J’ai rencontré Christophe Tarkos par hasard, dans la bibliothèque. Je conseille à tous de lire PAN, qui est un livre long, unique en son genre, sur lequel j’ai pu faire une conférence dans le cadre du séminaire « L’évidence poétique » en 2021. C’est une langue inimitable, terriblement simple, avec des textes en blocs qui se mâchent, qui font des pâtes de mots, qui perturbent. Ma première lecture a été horrible, j’ai mis du temps à le comprendre.

 

Il y a aussi Monique Wittig, surtout L’opoponax, qui relate les souvenirs d’école en vrac d’un groupe de jeunes filles, dans une langue proche de celle des enfants.

 

Le cours de creative writing m’a permis de discuter et de rencontrer Emmanuel Laugier, dont j’avais dévoré L’œil bande pendant ma khâgne. C’est un recueil de poèmes assez inquiétant, qui se rappelle de Georges Bataille en montrant des flashs, des images successives de la ville, des trottoirs, des lieux sales, comme si nous avancions dans cet enfer privés de corps.

 

Durant ma scolarité et lors de la sortie de mon premier livre, j’ai dû faire des lectures de poésie qui m’ont permis de rencontrer Felip Costaglioli, une personne formidable et obstinément vivante, qui a déjà publié une trentaine de recueils de poèmes.
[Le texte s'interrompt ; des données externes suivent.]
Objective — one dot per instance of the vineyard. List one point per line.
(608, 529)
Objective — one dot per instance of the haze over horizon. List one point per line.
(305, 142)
Je conseille Ce qu’on vaut de poussière, qui est un grand livre vert avec des pages bleu clair, qui évoque un enfant fou, vivant, androgyne, courant dans tous les sens.

 

Enfin, je conseille de lire Laura Vasquez, La Main de la main, texte duquel je me sens proche et qui sonne particulièrement bien, court mais intense, lauréate du Prix de poésie de la Vocation en 2014.